A rare inflammatory condition that causes excruciating, life-changing bouts of pain is being investigated by leading medical charity Arthritis Research UK – and it needs help from people who have been diagnosed with the disease.
The charity aims to find out more about palindromic rheumatism, a rare form of arthritis which is characterised by the onset of unpredictable attacks during which joints quickly become inflamed, often severely, and then return to normal.
Arthritis Research UK Medical Director, Professor Alan Silman, explains:
“Palindromic rheumatism is a rare form of arthritis, but its symptoms can be severely debilitating. Little is currently known about the condition, but between thirty and forty per cent of patients go on to develop rheumatoid arthritis.
However we do know that it can be difficult to detect, diagnose and treat as joints return to normal between flares, unlike other conditions such as osteoarthritis or rheumatoid arthritis.
We also know that at the moment there is very little accurate, authoritative information to help people who have the condition to manage it. We hope to begin to address this problem with a three-year programme of work, starting with a detailed survey among people who have already received a diagnosis of palindromic rheumatism.”
Anna-Marie Jones, Regional Fundraising Manager at Arthritis Research UK, knows only too well how devastating palindromic rheumatism can be. Her life was turned upside down when she suddenly and inexplicably developed agonising joint pains in her early 30s. Because her symptoms fluctuated, and because little is currently known about palindromic rheumatism, her GP at the time struggled to find a diagnosis. Meanwhile, Anna-Marie was forced to give up the full-time job she loved with the Crown Prosecution Service and the pain even meant she was unable to hold her newborn baby.
“It was an awful, intensely worrying time. No one understood what I was going through, and because the pain was sporadic I was even beginning to doubt myself. As well as the severe pain and swelling I was desperately fatigued.
“But I’m a little fighter and after eighteen months I finally received a diagnosis from a rheumatologist. After ten years working together we’ve also found the correct drug treatment to give me back my life.”

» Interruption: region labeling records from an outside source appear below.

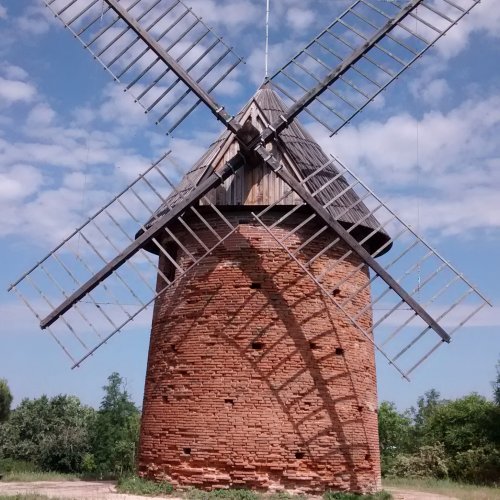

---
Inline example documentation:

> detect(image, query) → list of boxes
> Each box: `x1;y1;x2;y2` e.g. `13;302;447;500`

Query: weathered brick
139;213;380;492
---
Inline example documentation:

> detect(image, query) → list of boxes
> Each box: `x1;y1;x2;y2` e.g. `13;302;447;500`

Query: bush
449;446;500;484
0;458;41;474
387;444;448;479
323;491;392;500
116;476;174;495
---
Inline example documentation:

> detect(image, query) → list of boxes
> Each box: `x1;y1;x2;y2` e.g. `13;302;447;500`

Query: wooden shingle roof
146;85;388;250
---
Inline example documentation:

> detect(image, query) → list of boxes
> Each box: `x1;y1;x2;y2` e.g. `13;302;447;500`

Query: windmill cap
138;85;391;256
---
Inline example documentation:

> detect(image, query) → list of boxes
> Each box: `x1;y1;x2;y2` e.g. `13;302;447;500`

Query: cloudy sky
0;0;500;407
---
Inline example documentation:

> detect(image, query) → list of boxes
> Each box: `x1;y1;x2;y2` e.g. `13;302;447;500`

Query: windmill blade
44;0;242;133
270;0;480;135
250;154;491;378
9;154;240;367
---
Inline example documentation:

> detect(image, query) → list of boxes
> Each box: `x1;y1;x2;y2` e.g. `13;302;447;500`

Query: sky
0;0;500;408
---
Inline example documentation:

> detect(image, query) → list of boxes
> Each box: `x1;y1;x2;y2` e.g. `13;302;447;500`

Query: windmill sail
12;0;484;374
250;158;491;378
271;0;479;135
44;0;241;133
10;154;235;366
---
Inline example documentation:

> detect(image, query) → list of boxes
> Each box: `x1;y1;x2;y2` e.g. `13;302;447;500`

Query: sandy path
384;488;457;500
0;481;180;500
0;481;457;500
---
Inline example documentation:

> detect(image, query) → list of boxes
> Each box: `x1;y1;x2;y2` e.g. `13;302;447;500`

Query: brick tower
139;87;386;492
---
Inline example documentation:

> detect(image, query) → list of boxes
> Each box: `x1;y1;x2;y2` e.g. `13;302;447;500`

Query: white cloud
0;61;28;80
286;7;316;30
26;103;56;127
312;91;500;235
15;3;53;36
0;77;36;105
0;164;42;205
410;78;452;106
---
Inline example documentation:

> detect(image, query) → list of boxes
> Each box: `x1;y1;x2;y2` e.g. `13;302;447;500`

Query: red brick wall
139;210;380;492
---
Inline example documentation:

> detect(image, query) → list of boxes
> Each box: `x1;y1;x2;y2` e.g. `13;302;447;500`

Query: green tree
422;394;499;456
0;395;95;472
378;401;412;475
0;379;12;422
92;372;140;476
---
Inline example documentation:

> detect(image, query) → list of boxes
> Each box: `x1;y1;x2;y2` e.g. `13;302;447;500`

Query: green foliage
378;401;412;475
323;491;392;500
449;445;500;484
379;384;500;483
0;395;95;472
88;372;140;476
420;394;496;456
116;476;174;496
493;360;500;406
0;379;12;423
387;444;448;479
0;458;41;474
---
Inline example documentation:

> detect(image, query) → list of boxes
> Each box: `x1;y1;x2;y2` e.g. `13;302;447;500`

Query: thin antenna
265;0;270;80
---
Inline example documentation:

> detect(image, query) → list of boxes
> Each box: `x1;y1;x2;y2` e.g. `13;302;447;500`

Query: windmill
11;0;488;491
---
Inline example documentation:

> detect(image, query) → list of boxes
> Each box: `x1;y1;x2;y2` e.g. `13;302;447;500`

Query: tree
378;401;412;475
0;379;12;422
422;394;498;456
493;360;500;406
0;395;95;472
92;372;140;476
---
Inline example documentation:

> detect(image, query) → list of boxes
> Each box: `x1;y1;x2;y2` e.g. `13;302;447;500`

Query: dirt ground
0;481;456;500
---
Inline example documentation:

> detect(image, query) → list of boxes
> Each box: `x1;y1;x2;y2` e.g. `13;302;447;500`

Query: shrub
323;491;392;500
448;446;500;484
116;476;174;495
388;444;448;479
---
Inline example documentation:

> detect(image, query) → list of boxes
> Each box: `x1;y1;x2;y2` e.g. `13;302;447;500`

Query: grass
323;491;392;500
0;493;60;500
116;476;174;496
383;478;500;500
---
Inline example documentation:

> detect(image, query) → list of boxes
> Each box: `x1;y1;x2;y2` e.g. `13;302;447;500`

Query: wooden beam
255;146;451;342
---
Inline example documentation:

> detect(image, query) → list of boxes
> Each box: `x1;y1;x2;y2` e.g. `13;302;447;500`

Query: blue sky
0;0;500;408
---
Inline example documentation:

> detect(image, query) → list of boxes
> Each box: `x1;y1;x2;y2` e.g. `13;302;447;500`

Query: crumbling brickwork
139;210;380;492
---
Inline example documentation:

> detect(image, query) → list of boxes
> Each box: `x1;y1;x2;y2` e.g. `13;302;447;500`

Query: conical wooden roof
146;85;388;250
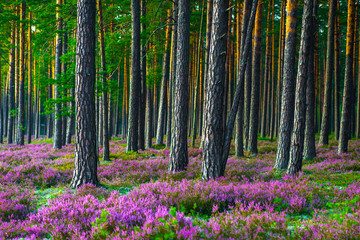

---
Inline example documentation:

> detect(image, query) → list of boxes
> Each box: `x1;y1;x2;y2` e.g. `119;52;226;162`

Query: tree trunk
126;0;141;152
156;13;171;144
319;0;336;145
303;1;318;159
7;21;16;144
334;0;340;140
139;0;147;150
338;0;355;153
287;0;314;174
166;0;178;147
275;0;297;169
70;0;100;188
202;0;229;180
249;0;264;154
98;0;110;161
169;0;191;172
16;1;26;145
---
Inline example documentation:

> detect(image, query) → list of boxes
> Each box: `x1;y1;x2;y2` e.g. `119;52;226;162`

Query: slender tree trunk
54;0;62;149
202;0;229;180
200;0;214;149
169;0;191;172
166;0;178;147
275;0;297;169
156;15;171;144
70;0;100;188
249;0;264;154
303;1;318;159
334;0;340;140
287;0;314;174
139;0;147;150
319;0;336;145
7;21;16;144
192;0;205;147
338;0;355;153
16;1;26;145
98;0;110;161
126;0;141;152
220;0;258;176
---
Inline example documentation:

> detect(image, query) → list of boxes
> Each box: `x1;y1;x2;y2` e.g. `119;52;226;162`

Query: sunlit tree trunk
338;0;355;153
275;0;297;169
169;0;191;172
70;0;100;188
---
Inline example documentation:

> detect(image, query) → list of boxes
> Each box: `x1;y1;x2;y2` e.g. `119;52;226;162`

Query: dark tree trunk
249;0;264;154
16;1;26;145
319;0;336;145
169;0;191;172
303;1;318;159
287;0;314;174
275;0;297;169
338;0;355;153
126;0;141;152
7;21;15;144
156;18;171;144
98;0;110;161
70;0;100;188
54;0;62;149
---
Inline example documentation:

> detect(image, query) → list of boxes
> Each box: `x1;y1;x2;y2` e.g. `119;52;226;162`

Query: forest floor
0;136;360;239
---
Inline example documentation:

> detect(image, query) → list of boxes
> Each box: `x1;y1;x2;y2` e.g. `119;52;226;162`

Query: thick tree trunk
156;16;171;144
169;0;191;172
319;0;336;145
70;0;100;188
7;21;16;144
16;1;26;145
275;0;297;169
54;0;62;149
334;0;340;140
202;0;229;180
249;0;264;154
200;0;214;149
166;0;178;147
26;12;33;144
287;0;314;174
220;0;258;176
338;0;355;153
139;0;147;150
126;0;141;152
303;1;318;159
98;0;110;161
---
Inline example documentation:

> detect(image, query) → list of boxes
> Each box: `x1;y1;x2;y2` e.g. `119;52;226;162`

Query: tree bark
202;0;229;180
7;21;16;144
126;0;141;152
248;0;264;154
169;0;191;172
275;0;297;169
303;1;318;159
166;0;178;147
319;0;336;145
287;0;314;174
156;15;171;144
98;0;110;161
338;0;355;153
70;0;100;188
16;1;26;145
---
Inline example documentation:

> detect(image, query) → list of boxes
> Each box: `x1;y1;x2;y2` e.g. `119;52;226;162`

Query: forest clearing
0;0;360;240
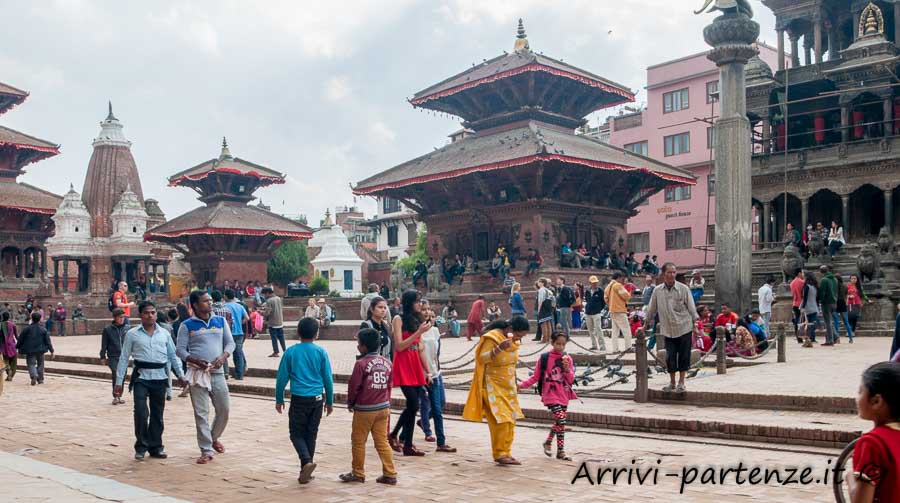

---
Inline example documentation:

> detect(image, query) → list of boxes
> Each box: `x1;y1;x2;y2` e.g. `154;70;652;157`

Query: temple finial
513;18;531;52
219;136;233;159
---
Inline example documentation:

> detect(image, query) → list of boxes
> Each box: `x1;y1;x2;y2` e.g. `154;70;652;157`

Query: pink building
609;43;790;267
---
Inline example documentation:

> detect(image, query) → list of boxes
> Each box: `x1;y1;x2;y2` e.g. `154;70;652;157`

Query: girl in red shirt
388;290;432;456
844;362;900;503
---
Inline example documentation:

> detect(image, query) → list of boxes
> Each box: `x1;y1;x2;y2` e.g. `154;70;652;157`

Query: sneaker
338;473;366;483
297;463;316;484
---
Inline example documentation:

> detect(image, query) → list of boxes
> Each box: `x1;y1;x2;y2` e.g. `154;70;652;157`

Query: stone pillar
894;2;900;47
703;12;759;313
788;33;800;68
775;29;784;71
841;103;850;143
841;194;850;241
882;96;894;138
800;197;809;234
803;33;813;66
813;20;822;64
828;28;840;61
884;190;896;234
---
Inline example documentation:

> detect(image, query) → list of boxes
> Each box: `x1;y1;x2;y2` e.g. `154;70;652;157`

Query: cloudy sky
0;0;775;223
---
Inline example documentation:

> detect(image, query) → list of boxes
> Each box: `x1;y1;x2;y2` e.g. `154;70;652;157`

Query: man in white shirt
757;275;775;334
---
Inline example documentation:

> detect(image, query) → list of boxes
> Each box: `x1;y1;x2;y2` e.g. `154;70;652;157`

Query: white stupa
311;225;363;297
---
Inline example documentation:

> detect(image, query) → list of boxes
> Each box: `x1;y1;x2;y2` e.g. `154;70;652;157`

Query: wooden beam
472;170;496;204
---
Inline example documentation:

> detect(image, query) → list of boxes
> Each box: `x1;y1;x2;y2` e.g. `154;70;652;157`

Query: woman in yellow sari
463;316;529;465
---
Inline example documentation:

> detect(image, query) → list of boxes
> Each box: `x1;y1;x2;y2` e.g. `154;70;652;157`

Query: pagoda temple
144;139;312;284
0;82;62;298
353;20;695;264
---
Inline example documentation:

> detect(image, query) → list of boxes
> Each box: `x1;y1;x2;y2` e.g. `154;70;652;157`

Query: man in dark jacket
584;276;606;351
16;311;53;386
100;307;129;405
819;265;838;346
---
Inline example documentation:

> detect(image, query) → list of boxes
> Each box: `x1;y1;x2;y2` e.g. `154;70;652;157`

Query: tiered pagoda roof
353;20;696;209
0;82;62;215
144;139;312;242
0;82;28;115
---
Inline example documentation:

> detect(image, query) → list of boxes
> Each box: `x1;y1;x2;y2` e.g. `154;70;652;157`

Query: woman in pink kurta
519;332;578;461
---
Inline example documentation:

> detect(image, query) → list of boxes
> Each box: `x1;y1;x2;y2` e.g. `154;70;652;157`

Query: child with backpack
844;362;900;502
519;332;578;461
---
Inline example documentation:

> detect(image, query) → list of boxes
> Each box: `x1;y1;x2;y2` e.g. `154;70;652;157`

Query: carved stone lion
807;231;825;257
856;243;881;281
877;227;894;255
781;245;803;278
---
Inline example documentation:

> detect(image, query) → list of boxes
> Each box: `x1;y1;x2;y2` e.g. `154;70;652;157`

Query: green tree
267;241;309;285
394;226;428;277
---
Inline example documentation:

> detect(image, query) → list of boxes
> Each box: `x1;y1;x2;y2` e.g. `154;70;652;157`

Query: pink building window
663;87;691;114
625;140;648;156
666;227;692;250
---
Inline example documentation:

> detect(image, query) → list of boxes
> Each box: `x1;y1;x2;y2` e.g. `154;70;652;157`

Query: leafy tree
309;274;329;295
266;241;309;285
394;226;428;277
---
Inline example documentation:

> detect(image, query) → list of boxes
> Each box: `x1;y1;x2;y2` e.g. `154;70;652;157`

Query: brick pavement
53;336;891;398
0;376;852;502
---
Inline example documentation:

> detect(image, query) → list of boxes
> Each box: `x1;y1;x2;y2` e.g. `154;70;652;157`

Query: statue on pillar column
698;0;759;313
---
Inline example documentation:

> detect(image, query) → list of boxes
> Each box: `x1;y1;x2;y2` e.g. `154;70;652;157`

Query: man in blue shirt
225;290;250;381
176;290;234;465
113;300;184;461
275;318;334;484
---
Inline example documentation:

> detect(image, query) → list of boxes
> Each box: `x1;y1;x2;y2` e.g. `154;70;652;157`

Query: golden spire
513;18;531;52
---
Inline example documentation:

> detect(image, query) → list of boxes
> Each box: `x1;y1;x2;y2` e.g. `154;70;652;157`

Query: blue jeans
269;327;284;355
231;335;247;379
419;376;447;447
832;311;853;341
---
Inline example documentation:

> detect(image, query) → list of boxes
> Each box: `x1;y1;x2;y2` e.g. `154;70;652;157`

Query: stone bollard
716;327;725;374
634;328;650;403
776;321;787;363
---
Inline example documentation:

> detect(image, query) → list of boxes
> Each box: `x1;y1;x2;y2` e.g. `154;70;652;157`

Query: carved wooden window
663;133;691;157
663;87;690;114
627;232;650;253
388;225;399;248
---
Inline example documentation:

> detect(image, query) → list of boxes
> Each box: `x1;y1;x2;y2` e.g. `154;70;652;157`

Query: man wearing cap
603;271;631;353
584;276;606;351
318;297;331;328
53;302;68;337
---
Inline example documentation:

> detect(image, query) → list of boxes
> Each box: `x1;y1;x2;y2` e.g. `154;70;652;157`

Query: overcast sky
0;0;775;223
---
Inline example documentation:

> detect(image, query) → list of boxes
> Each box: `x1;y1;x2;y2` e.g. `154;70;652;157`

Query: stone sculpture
856;243;881;281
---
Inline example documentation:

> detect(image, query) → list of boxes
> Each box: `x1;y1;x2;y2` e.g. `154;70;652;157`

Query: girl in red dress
844;362;900;503
388;290;431;456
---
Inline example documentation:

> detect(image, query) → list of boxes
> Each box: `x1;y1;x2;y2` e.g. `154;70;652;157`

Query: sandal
338;472;366;483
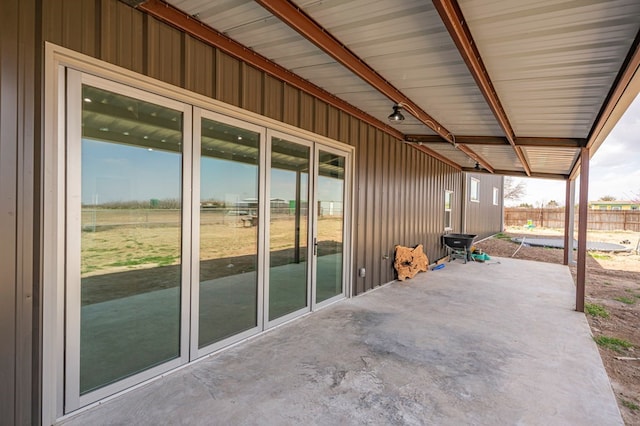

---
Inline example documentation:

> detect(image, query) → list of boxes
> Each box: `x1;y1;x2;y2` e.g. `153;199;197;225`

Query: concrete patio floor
62;258;623;425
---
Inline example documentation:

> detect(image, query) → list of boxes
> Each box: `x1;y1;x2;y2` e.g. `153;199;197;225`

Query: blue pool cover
511;237;631;252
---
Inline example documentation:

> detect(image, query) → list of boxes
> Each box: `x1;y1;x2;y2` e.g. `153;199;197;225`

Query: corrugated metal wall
465;173;504;240
42;0;463;294
0;0;40;425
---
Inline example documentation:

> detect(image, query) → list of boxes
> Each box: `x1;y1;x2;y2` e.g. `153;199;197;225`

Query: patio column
562;179;576;265
576;148;589;312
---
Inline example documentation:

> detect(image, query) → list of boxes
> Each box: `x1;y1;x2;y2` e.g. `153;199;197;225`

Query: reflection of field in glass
81;209;342;278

Now a busy mum working full-time for Arthritis Research UK, Anna-Marie still has to pace herself to keep her condition in check and finds the rarity of her condition can make it difficult for people to understand its severity.
“People don’t understand I’m ill because in between flares I look very well. I would urge anyone diagnosed with palindromic rheumatism to take our survey. I know what it’s like when no one understands, and this work will shine a much-needed light on the disease.”
Anyone who has been diagnosed with palindromic rheumatism is being invited to complete an online questionnaire and take part in a more in-depth interview by phone.